La carta, salvo que oculte un mensaje cifrado, es solo un mensaje para una tal madame Guineti, con la que concierta una cita en un teatro y otra en la ópera de Montecarlo. Está fechada un 4 de enero. A menudo, en la cima de su fama, firmaba sus misivas directamente como Mata Hari. En esta ocasión, lo cual no deja de ser una rareza, firma con el apellido que le concedió el cuarentón con el que se casó cuando ella tenía solo 19 años, Rudolph MacLeod, a quien se le puede agradecer, a lo sumo, que acabara tan harta de él que terminara por refugiarse, casi como una terapia, en las danzas exóticas indonesias y en los secretos del sexo oriental, pilares de su posterior fama.

La firma de la misiva, con el apellido de casada, M. MacLeod

La firma de la misiva, con el apellido de casada, M. MacLeod / Colección particular

Mata Hari, lo dicho, aunque sea solo un poco, también es una espía de Barcelona.
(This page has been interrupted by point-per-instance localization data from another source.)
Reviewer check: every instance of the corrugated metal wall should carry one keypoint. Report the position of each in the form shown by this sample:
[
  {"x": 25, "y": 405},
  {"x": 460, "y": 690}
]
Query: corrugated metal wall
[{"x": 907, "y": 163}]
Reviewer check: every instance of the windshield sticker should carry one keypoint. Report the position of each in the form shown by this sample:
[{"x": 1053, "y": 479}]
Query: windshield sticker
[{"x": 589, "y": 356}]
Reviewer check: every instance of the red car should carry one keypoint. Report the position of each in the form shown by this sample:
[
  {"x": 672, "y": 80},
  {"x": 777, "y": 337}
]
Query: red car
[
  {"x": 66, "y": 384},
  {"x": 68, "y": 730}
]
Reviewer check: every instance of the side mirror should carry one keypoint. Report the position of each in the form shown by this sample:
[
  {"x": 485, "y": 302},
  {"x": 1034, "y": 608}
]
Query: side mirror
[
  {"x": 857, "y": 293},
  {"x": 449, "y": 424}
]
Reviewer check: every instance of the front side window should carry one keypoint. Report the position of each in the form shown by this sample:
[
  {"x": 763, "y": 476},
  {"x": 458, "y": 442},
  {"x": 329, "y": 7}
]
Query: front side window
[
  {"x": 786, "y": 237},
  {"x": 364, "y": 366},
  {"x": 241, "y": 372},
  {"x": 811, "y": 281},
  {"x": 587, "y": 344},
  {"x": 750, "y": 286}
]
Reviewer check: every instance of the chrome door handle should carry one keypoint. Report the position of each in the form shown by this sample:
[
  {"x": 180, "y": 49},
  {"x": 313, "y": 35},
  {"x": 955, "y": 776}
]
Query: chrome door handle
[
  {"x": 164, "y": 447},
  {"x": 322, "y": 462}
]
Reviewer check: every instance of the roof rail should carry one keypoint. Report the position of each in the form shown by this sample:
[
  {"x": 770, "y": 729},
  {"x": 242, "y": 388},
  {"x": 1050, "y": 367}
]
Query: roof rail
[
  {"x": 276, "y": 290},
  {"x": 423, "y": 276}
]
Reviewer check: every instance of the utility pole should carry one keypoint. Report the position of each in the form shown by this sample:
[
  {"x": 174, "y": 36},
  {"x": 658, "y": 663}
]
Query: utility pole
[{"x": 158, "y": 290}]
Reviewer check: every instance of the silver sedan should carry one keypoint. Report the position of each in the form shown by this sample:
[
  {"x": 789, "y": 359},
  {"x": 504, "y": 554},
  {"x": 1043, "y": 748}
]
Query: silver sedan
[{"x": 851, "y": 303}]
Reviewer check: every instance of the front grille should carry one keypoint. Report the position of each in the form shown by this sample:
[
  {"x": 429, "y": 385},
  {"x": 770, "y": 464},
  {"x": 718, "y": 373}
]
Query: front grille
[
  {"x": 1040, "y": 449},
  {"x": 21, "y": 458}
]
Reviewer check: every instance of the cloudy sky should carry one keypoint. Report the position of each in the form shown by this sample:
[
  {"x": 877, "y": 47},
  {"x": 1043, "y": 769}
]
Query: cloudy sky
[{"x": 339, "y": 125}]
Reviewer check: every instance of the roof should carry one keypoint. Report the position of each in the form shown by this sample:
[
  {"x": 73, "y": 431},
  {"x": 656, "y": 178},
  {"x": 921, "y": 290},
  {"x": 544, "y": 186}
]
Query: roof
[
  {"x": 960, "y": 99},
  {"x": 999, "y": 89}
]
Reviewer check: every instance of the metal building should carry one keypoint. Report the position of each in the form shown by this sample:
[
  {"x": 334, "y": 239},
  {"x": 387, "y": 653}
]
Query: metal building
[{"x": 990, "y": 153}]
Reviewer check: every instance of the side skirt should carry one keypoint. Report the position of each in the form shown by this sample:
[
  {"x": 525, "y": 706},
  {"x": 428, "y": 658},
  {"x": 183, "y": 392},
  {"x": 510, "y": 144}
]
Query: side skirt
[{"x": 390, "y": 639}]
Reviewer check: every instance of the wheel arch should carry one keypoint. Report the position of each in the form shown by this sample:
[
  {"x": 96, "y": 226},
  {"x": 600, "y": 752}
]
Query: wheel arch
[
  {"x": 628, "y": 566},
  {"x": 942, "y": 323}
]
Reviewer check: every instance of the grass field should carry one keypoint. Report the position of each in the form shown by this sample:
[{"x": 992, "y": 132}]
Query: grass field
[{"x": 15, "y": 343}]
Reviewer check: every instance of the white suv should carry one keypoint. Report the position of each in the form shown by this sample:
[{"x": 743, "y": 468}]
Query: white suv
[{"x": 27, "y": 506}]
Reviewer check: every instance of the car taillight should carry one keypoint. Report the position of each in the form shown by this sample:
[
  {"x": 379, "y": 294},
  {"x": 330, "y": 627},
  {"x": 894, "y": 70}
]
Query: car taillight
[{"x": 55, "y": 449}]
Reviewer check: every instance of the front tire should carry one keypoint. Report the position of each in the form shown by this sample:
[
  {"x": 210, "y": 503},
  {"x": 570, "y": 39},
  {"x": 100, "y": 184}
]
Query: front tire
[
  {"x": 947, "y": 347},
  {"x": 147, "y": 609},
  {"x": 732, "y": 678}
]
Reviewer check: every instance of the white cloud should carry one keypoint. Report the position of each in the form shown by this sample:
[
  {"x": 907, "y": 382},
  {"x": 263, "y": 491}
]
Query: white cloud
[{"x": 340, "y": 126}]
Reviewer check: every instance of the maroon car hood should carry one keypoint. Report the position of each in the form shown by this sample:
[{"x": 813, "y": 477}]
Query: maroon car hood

Forma parte de una colección particular a la que, por prometer que no quede, un día habrá que volver, pues Margaretha Geertruida Zelle comparte piso con otras cartas admirables, con firmas de Julio Verne, Bela Lugosi, Boris Karloff, Bram Stoker, Howard Carter, Georges Méliès, Marqués de Sade, Harpo Marx, Houdini y hasta del gran ilusionista de quien este último tomó prestado el nombre, Jean Eugène Robert-Houdin, mayúsculo mago del siglo XIX, no siempre suficientemente recordado, salvo, claro, en casa de este coleccionista barcelonés. ‘The end’.